The same could be said of Black Mountain, of course, one of Shepard’s successful turnarounds. So a couple weeks later, when I was passing through western Maine, I dropped by there, hoping to get a taste of the casual magic that might pervade the new Saddleback. 

In the rental shop, I talked to clerk Peter Chase. “We used to be a local ski area,” said Chase, a town selectman in nearby Rumford. “Now 70 percent of our skiers come from places like Augusta and Lewiston and Auburn.” He spoke of these small Maine cities in awed tones of appreciation before adding, “But we’re still the kind of ski area where people are willing to get down on their hands and knees to help a little boy put on his ski boots.”

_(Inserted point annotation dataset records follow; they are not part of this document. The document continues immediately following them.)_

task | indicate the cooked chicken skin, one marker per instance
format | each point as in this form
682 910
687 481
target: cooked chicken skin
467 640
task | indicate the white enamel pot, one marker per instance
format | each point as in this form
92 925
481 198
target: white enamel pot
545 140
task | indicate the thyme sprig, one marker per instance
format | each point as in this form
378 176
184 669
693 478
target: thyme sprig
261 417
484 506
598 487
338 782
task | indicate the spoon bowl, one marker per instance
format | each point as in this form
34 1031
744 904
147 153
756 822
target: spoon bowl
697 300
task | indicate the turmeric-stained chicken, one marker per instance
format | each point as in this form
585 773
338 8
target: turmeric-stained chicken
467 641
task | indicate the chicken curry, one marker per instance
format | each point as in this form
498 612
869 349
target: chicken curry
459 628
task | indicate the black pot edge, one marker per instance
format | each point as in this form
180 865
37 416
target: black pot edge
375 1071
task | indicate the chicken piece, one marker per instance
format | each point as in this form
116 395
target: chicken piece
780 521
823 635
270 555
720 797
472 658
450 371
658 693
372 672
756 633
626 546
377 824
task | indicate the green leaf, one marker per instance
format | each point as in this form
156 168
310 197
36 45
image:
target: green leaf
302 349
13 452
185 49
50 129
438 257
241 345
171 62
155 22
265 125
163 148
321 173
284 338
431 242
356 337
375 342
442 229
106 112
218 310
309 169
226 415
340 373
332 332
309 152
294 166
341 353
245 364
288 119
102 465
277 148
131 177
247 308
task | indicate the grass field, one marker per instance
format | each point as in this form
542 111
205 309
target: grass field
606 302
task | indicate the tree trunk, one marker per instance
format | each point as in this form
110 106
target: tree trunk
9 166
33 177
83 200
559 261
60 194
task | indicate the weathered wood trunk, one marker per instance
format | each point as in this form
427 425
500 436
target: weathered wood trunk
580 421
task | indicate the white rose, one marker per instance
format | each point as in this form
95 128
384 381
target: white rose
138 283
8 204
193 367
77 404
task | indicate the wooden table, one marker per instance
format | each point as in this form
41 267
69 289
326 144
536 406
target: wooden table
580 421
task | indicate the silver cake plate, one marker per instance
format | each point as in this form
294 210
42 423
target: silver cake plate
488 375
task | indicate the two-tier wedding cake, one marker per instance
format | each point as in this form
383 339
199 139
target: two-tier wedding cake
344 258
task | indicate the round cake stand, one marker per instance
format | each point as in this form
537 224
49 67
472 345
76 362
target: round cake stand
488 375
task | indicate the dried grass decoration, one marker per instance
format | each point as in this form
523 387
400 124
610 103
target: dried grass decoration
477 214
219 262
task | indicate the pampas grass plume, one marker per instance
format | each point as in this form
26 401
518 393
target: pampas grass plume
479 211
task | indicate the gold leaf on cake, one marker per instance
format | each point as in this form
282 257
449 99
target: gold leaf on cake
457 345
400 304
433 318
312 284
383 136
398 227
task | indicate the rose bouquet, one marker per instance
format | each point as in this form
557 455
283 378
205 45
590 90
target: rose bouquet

Outside, under azure skies, hundreds of skiers were braving the ten-degree chill, not all of them with alpinist grace. (Black is not a black-diamond mountain.) By midafternoon the packed base lodge was almost steamy with human heat. Upstairs, in the Last Run Pub, a veteran singer-songwriter—Jim Gallant, a native of Mexico, Maine—played soulfully. I sat at the bar nursing an ale as I watched the crowds clomp in and out in their ski boots. I basked in the warmth and the happiness undergirding the applause that followed each song, and as I neared the bottom of my pint, I cast my mind nine months forward to Saddleback’s grand-opening party.

Cougar Skyway is going to rock that bash.

Editor’s Note: The story has been updated with the original name of the Outdoor Sports Institute.